We asked him for more insight since we already had him on the phone. He said, “Off the record? Look, we’re in the wiper business. We haven’t made an innovation since windshield fluid in the thirties and intermittent blades fell into our lap, as did hydrophobic coating. We’re like ketchup or forks—we don’t innovate, we just continue to manufacture. But that’s not attractive to investors, so we had to make something new.”
“Our social media interns found, on Twitter and Reddit, small pockets of people discussing ‘that smear’ that appears on the return swipe of parallel left-hand-drive intermittent wipers; you know, ‘that smear’ that gets right in the line of sight of, well, you read the press release, you know what I’m talking about. So, these people were all raving about it—or ranting, I should say, but dialogue is dialogue.”
“There were some folks who expressed ironic enjoyment of ‘that smear’ inhibiting their vision, and the mesmerizing notion that conjuring ‘that smear’ in expressly ‘that location’ on the windshield was some kind of ‘windshield fluid selling’ conspiracy that would see us make more money off excessive use of windshield fluid due to a ‘designed impairment’ in our blades. Of course, there was no intent there—windshield wipers just sometimes bow in the middle or lose traction on the far end of the blade—and we don’t ‘want’ to milk them for windshield fluid; we don’t even manufacture windshield fluid!”
“We cataloged these ironic gripes not as complaints but as praise because that’s technically what it was; that’s probably my fault. So when our design team went through the quarterly comment logs, they saw an excessive amount of ‘praise’ for what everyone was calling ‘that smear.’ And these are engineers we’re talking about, so they’re incredibly smart but of very narrow focus and literal interpretation, so their critical thinking wasn’t exactly being used in the right place.”
“They made a mock-up of a leading blade that will, from the moment it’s installed, intentionally create smudges across the line of sight of the driver.

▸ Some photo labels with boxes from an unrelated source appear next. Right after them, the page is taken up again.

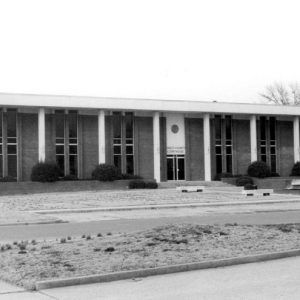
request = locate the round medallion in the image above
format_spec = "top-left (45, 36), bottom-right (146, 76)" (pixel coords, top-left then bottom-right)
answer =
top-left (171, 124), bottom-right (179, 133)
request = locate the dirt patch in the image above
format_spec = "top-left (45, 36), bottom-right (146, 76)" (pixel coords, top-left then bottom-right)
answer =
top-left (0, 224), bottom-right (300, 288)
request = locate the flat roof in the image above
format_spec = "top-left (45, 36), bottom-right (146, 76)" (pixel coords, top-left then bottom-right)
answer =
top-left (0, 93), bottom-right (300, 116)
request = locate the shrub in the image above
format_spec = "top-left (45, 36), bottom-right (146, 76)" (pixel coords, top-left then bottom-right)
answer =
top-left (118, 173), bottom-right (143, 180)
top-left (236, 176), bottom-right (253, 186)
top-left (0, 176), bottom-right (17, 182)
top-left (290, 161), bottom-right (300, 176)
top-left (248, 161), bottom-right (271, 178)
top-left (31, 162), bottom-right (61, 182)
top-left (145, 181), bottom-right (158, 189)
top-left (214, 173), bottom-right (233, 181)
top-left (244, 183), bottom-right (257, 190)
top-left (92, 164), bottom-right (119, 181)
top-left (60, 174), bottom-right (78, 181)
top-left (128, 180), bottom-right (146, 189)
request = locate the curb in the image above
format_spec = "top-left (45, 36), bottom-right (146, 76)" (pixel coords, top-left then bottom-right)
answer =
top-left (35, 249), bottom-right (300, 290)
top-left (29, 199), bottom-right (300, 215)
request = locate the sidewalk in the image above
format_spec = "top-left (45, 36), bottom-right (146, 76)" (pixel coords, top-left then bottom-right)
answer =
top-left (0, 257), bottom-right (300, 300)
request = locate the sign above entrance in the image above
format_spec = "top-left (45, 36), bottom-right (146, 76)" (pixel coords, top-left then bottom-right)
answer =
top-left (166, 113), bottom-right (185, 155)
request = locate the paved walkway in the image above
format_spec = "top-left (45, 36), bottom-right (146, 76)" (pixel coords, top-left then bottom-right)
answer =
top-left (0, 257), bottom-right (300, 300)
top-left (0, 210), bottom-right (300, 242)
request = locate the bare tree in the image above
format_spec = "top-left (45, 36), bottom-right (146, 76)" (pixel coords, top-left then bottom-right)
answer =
top-left (260, 82), bottom-right (300, 105)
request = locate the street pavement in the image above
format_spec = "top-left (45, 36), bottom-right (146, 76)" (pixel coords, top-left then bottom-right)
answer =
top-left (0, 210), bottom-right (300, 242)
top-left (0, 257), bottom-right (300, 300)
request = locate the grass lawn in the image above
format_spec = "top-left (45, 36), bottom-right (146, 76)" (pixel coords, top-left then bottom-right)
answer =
top-left (0, 224), bottom-right (300, 289)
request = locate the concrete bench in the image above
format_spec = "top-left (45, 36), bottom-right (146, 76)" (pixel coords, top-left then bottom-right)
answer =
top-left (291, 179), bottom-right (300, 189)
top-left (242, 189), bottom-right (274, 196)
top-left (176, 186), bottom-right (204, 193)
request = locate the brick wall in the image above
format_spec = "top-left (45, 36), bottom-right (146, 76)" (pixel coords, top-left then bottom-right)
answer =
top-left (277, 121), bottom-right (294, 176)
top-left (186, 119), bottom-right (204, 180)
top-left (19, 114), bottom-right (38, 181)
top-left (135, 117), bottom-right (154, 179)
top-left (233, 120), bottom-right (251, 174)
top-left (81, 116), bottom-right (98, 178)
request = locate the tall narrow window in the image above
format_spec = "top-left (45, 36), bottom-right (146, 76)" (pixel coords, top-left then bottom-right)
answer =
top-left (269, 117), bottom-right (277, 173)
top-left (113, 113), bottom-right (122, 172)
top-left (7, 109), bottom-right (18, 178)
top-left (113, 112), bottom-right (134, 174)
top-left (125, 113), bottom-right (134, 174)
top-left (68, 111), bottom-right (78, 176)
top-left (0, 111), bottom-right (3, 177)
top-left (225, 116), bottom-right (232, 173)
top-left (55, 110), bottom-right (65, 176)
top-left (215, 115), bottom-right (223, 174)
top-left (260, 117), bottom-right (267, 162)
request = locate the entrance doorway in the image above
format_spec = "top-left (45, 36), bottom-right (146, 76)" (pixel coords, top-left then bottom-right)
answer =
top-left (167, 155), bottom-right (185, 180)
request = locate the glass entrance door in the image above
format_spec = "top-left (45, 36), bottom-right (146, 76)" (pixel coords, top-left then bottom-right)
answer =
top-left (167, 155), bottom-right (185, 180)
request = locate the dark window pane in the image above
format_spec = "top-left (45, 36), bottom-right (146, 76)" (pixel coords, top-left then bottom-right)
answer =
top-left (56, 145), bottom-right (65, 155)
top-left (7, 109), bottom-right (17, 137)
top-left (7, 155), bottom-right (17, 178)
top-left (216, 155), bottom-right (222, 174)
top-left (126, 146), bottom-right (133, 154)
top-left (125, 113), bottom-right (133, 138)
top-left (225, 116), bottom-right (232, 140)
top-left (260, 117), bottom-right (266, 140)
top-left (113, 115), bottom-right (122, 139)
top-left (226, 155), bottom-right (232, 173)
top-left (69, 155), bottom-right (77, 176)
top-left (55, 113), bottom-right (65, 138)
top-left (56, 155), bottom-right (65, 176)
top-left (7, 145), bottom-right (17, 154)
top-left (114, 155), bottom-right (122, 172)
top-left (271, 155), bottom-right (276, 173)
top-left (126, 155), bottom-right (134, 174)
top-left (114, 146), bottom-right (121, 154)
top-left (0, 111), bottom-right (3, 138)
top-left (215, 116), bottom-right (222, 140)
top-left (68, 112), bottom-right (78, 138)
top-left (270, 117), bottom-right (276, 140)
top-left (69, 146), bottom-right (77, 155)
top-left (0, 155), bottom-right (3, 178)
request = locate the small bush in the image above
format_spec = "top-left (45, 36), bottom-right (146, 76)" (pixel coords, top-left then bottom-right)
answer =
top-left (92, 164), bottom-right (119, 181)
top-left (235, 176), bottom-right (253, 186)
top-left (31, 162), bottom-right (61, 182)
top-left (214, 173), bottom-right (234, 181)
top-left (0, 176), bottom-right (17, 182)
top-left (145, 181), bottom-right (158, 189)
top-left (244, 183), bottom-right (257, 190)
top-left (248, 161), bottom-right (271, 178)
top-left (290, 161), bottom-right (300, 176)
top-left (118, 174), bottom-right (143, 180)
top-left (60, 175), bottom-right (78, 181)
top-left (128, 180), bottom-right (146, 189)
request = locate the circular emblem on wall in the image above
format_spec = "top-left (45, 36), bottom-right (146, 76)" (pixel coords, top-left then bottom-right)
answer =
top-left (171, 124), bottom-right (179, 133)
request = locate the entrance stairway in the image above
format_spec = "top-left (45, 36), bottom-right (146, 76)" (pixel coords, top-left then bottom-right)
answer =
top-left (158, 181), bottom-right (243, 193)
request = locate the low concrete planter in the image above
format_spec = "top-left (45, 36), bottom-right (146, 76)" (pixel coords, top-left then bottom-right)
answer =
top-left (0, 180), bottom-right (129, 196)
top-left (35, 249), bottom-right (300, 290)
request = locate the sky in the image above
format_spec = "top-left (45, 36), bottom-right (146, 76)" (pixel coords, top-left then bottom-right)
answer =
top-left (0, 0), bottom-right (300, 102)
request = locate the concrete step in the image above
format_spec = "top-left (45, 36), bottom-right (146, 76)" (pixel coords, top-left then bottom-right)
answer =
top-left (158, 180), bottom-right (235, 188)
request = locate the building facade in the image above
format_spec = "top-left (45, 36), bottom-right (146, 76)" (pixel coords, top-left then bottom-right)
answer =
top-left (0, 94), bottom-right (300, 182)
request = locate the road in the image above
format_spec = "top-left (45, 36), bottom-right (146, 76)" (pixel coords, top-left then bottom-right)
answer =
top-left (0, 257), bottom-right (300, 300)
top-left (0, 210), bottom-right (300, 241)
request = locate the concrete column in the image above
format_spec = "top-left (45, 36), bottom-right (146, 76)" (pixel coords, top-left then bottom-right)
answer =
top-left (294, 116), bottom-right (300, 162)
top-left (250, 115), bottom-right (257, 162)
top-left (38, 108), bottom-right (46, 162)
top-left (203, 114), bottom-right (211, 181)
top-left (153, 112), bottom-right (160, 182)
top-left (98, 110), bottom-right (105, 164)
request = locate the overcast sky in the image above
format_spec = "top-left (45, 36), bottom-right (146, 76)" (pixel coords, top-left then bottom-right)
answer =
top-left (0, 0), bottom-right (300, 102)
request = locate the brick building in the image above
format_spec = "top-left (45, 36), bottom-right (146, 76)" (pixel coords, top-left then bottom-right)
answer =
top-left (0, 94), bottom-right (300, 182)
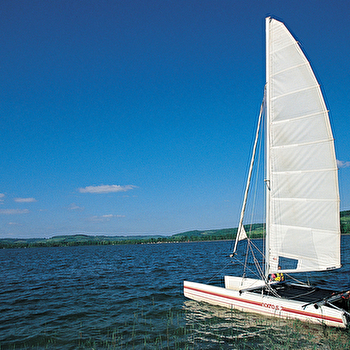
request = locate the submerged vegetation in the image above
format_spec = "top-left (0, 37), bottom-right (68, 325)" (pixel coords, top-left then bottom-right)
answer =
top-left (0, 210), bottom-right (350, 249)
top-left (0, 301), bottom-right (350, 350)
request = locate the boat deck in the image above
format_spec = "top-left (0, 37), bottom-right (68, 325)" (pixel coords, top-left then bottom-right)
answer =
top-left (252, 282), bottom-right (339, 303)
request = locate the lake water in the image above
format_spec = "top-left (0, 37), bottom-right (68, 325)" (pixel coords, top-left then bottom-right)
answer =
top-left (0, 236), bottom-right (350, 350)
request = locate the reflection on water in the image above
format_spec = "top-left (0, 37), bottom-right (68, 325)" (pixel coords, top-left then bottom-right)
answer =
top-left (184, 300), bottom-right (350, 349)
top-left (0, 236), bottom-right (350, 350)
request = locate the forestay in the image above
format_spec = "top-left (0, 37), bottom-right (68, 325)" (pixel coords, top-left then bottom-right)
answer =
top-left (266, 18), bottom-right (340, 273)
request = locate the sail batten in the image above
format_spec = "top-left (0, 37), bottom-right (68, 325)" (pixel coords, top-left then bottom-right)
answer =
top-left (266, 18), bottom-right (340, 273)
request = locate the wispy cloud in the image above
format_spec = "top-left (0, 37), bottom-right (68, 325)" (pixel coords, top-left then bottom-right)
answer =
top-left (14, 197), bottom-right (37, 203)
top-left (89, 214), bottom-right (125, 222)
top-left (0, 209), bottom-right (29, 215)
top-left (68, 203), bottom-right (84, 211)
top-left (337, 159), bottom-right (350, 168)
top-left (8, 222), bottom-right (22, 226)
top-left (78, 185), bottom-right (136, 193)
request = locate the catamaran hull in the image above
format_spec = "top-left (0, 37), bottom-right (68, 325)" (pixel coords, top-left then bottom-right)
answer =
top-left (184, 281), bottom-right (348, 328)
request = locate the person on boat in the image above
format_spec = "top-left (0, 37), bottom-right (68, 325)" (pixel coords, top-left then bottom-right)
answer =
top-left (270, 266), bottom-right (284, 282)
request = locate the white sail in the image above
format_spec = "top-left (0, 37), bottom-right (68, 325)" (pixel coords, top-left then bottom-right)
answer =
top-left (266, 18), bottom-right (340, 273)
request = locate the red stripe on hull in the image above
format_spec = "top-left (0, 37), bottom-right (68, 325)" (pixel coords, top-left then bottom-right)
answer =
top-left (184, 286), bottom-right (343, 324)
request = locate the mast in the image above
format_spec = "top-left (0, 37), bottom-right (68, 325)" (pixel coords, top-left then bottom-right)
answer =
top-left (232, 101), bottom-right (264, 255)
top-left (265, 17), bottom-right (271, 280)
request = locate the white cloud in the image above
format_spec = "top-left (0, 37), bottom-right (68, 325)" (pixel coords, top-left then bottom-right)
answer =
top-left (78, 185), bottom-right (136, 193)
top-left (89, 214), bottom-right (125, 222)
top-left (337, 159), bottom-right (350, 168)
top-left (0, 209), bottom-right (29, 215)
top-left (68, 203), bottom-right (84, 210)
top-left (14, 198), bottom-right (37, 203)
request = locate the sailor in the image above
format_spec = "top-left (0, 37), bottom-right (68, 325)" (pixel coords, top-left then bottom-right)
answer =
top-left (270, 266), bottom-right (284, 282)
top-left (275, 266), bottom-right (284, 282)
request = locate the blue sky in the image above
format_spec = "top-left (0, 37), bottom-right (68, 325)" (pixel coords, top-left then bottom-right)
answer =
top-left (0, 0), bottom-right (350, 238)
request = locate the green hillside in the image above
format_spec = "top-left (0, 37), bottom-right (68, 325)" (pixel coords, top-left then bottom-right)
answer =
top-left (0, 210), bottom-right (350, 248)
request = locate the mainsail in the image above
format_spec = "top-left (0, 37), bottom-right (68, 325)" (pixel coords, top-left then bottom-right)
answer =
top-left (266, 18), bottom-right (340, 274)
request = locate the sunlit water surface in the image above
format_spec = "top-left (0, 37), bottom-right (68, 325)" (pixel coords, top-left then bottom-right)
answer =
top-left (0, 236), bottom-right (350, 349)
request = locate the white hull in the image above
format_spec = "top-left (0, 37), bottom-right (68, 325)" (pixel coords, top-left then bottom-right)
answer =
top-left (184, 276), bottom-right (348, 328)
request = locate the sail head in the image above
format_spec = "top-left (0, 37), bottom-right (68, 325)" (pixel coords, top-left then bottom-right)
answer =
top-left (266, 18), bottom-right (340, 273)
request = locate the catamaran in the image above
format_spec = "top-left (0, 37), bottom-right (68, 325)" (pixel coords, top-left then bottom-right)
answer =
top-left (184, 17), bottom-right (350, 328)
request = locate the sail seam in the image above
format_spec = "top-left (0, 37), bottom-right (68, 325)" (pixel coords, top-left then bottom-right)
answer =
top-left (271, 84), bottom-right (320, 101)
top-left (271, 62), bottom-right (309, 77)
top-left (272, 168), bottom-right (338, 175)
top-left (270, 41), bottom-right (300, 55)
top-left (272, 197), bottom-right (338, 202)
top-left (271, 138), bottom-right (334, 149)
top-left (271, 224), bottom-right (339, 234)
top-left (272, 109), bottom-right (329, 125)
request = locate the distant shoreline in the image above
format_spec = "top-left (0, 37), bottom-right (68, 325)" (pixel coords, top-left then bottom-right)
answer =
top-left (0, 210), bottom-right (350, 249)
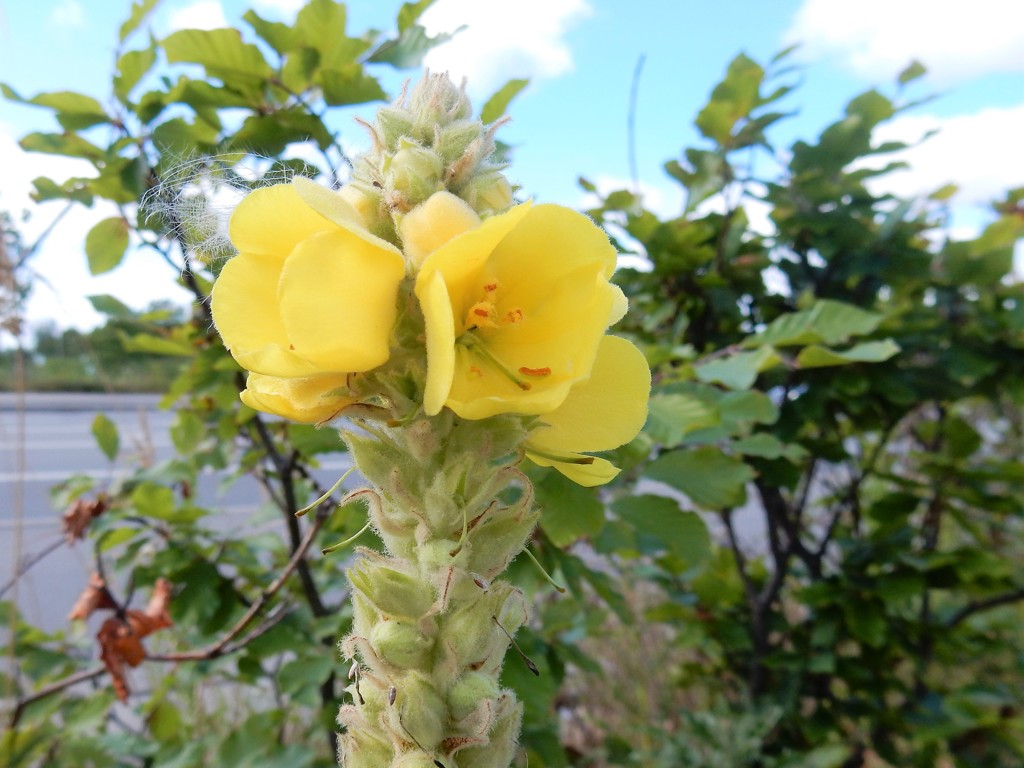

The rubber on the outermost two inches is jagged and stippled with wax; it’s really well designed despite being completely idiotic.”
“The sales team saw how ‘cool’ the gray-stippled tip was and, looking over the metrics for the ‘buzz’ of this pain point and misinterpreting the irony as interest, began developing a marketing strategy. The investors loved the pitch, so now here I am, basking in my own ineptitude. Is that what you want to hear?”
We said, “Yes.” He hung up.
Since Meuenthal had “asked” if it was off the record rather than asserting it, and since we didn’t yet confirm his question before he started speaking, we decided that we wouldn’t breach our journalistic ethics if we published his subsequent comments.
In the early 1990s, after President Clinton signed the North American Free Trade Agreement (NAFTA), Trico decided to shut down its manufacturing hub in Buffalo, New York, and move all of its industry to Mexico, wherein they could produce wiper blades for pennies on the dollar and then ship them north back into the States for only a few pennies more.
This, paired with other industries in Buffalo and across the Great Lakes doing the same, led to the rapid disemployment of working-class men and women in mid-sized cities across the northeast and midwest, thus turning the “Steel Belt” into the “Rust Belt” and turning Buffalo into the “Detroit of the East.”
We do not weep for Trico’s inevitable failure with the release of their “Trico Benefactor” and their foolhardy belief in the public’s love of “that smear.” If anything, they deserve it; they and others like them are “that smear” on America’s windshield. For as much as we trusted them to help sustain our vision of the road ahead, their “elongating” gluttony has only further muddied our optimism and confidence, making our personal misfortunes ever more likely as we journey into oblivion.
The “Trico Benefactor” is estimated to retail at $22.99 and will be available anywhere auto parts are sold.